De orchidee behoort tot de kruidachtige planten, die in 410 geslachten en ± 15000 soorten in de tropische en gematigde streken voorkomen. Ook in ons vaderland groeien verschillende (enige tientallen) soorten, meestal op vochtige plekken in duinvalleien en in veen- of bosachtige streken, maar ze zijn nogal zeldzaam.

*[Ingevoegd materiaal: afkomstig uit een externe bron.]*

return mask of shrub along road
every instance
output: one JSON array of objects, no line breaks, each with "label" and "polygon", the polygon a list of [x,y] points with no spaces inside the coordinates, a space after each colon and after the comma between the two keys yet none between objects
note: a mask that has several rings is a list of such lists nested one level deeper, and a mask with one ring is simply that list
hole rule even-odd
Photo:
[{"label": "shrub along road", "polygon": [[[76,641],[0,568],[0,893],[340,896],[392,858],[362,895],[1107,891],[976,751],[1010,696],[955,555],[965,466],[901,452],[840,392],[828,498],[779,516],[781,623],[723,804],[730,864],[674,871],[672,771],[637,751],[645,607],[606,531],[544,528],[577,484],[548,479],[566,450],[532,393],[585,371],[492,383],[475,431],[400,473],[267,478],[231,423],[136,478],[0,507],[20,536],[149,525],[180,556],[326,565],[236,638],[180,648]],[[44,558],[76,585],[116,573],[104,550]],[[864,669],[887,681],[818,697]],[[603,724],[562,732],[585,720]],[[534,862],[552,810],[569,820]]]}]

De meestal zeer fraaie bloemen zijn geheel ingericht op kruisbestuiving door insecten. De zeer fijne zaden worden door den wind verspreid en behouden jaren lang hun kiemvermogen.
De inheemse orchideeën overwinteren met een wortelstok of met wonderlijk gevormde knolletjes (handekenskruid), die jaarlijks vervangen worden. Vroeger werden deze om hun gehalte aan zetmeel en gomachtige stoffen in de geneeskunde als versterkingsmiddel (salep) gebruikt.
De meeste soorten orchideeën vertonen knolvormingen, hetzij in, hetzij boven den grond. Deze laatste zijn groen, hebben een langeren levensduur en worden schijnknollen genoemd; zij dragen bladeren en bladscheden en bloeien uit den top, zijdelings of uit den voet.
De schijnknollen bereiken bij sommige soorten een grootte van i Meter en meer. Enkele tropische orchideeën dragen sterk riekende en lang durende (1—5 maanden) bloemen. (Denk ook aan vanille, .de gedroogde vrucht van zo’n orchidee).
Aan de afwisselende vorm en kleur danken sommige inheemse haar eigenaardige namen: Keverorchis, Wespenorchis, Heilige Geestbloem (bij deze gelijken lipje en stempelzuil op een duifje), kapelbloem, enz.Sommige soorten gedijen ook als kamerplant. Vroeger werd de orchidee op grote schaal in de Europese kwekerijen ingevoerd, maar sinds ongeveer 1900 wordt zij hier te lande in de kassen uit zelf gewonnen zaad geteeld. Licht, temperatuur en vochtgehalte worden dan geregeld in verhouding tot het oorspronkelijke klimaat. Er is van deze plant veel studie gemaakt en er is veel over haar geschreven.